The key to overcoming this cultural challenge is to ensure that your technology allows you to track and log in-store interactions with a customer who then continues to purchase online.

For high-ticket items such as furniture, a user may have multiple online and in-store interactions with multiple people within the retailer’s business. This may be in-store, online, on the telephone, or via live chat and probably a combination of many of them.

If all of the data can be tracked and joined together, it is possible to create an incentive scheme that rewards a member of staff for a sale, no matter where it is placed. There is no point in breaking down the barriers between channels for your customers when you staff still act in a siloed way.

The future of omnichannel and multichannel

Whilst there are very few retailers who have yet to fully embrace omnichannel, the expectations and behavior of consumers should start to drive brands to invest in the technology and cultural change that is required to make it happen. Multichannel will introduce barriers to customers who want to script their own journey, and this will ultimately drive them towards the competition.

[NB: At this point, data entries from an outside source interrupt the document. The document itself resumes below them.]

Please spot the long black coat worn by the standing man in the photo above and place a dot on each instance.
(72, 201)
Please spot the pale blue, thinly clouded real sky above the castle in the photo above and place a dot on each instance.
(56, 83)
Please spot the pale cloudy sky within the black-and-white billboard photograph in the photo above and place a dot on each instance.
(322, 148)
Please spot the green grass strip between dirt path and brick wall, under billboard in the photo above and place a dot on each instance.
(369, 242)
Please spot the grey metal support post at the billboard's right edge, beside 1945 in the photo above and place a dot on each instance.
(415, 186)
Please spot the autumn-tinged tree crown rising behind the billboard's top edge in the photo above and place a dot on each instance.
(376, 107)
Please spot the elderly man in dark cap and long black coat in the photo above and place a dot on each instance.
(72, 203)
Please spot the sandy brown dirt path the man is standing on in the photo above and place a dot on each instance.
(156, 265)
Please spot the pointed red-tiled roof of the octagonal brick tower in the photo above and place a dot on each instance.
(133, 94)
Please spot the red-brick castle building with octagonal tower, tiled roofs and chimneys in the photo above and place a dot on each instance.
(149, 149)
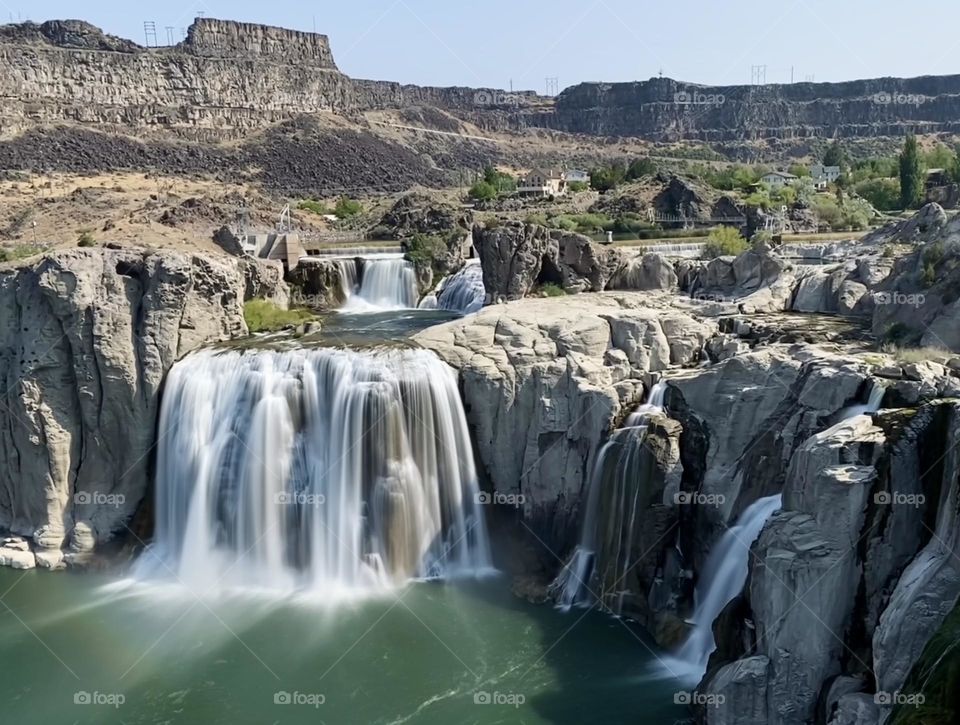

I expect to see more innovative and affordable technical solutions that allow brands to bridge the gap between the channels and allow consumers to script their own journeys with that brand:

  • E-commerce platform providers will continue to innovate to provide in-store capabilities rather than simply online capabilities.
  • Providers of in-store solutions will need to adapt to more fully integrate with other channels.
  • This change is primarily driven by digital which is why providers of traditional in-store solutions probably have the most catching up to do.

Payment providers also have some work to do.

A few providers such as Adyen and Worldpay are beginning to provide omnichannel payment solutions, but I would expect to see further innovation within this area, specifically to seamlessly allow customers to make web purchases in-store, using chip and pin as well as other payment types, such as Android and ApplePay.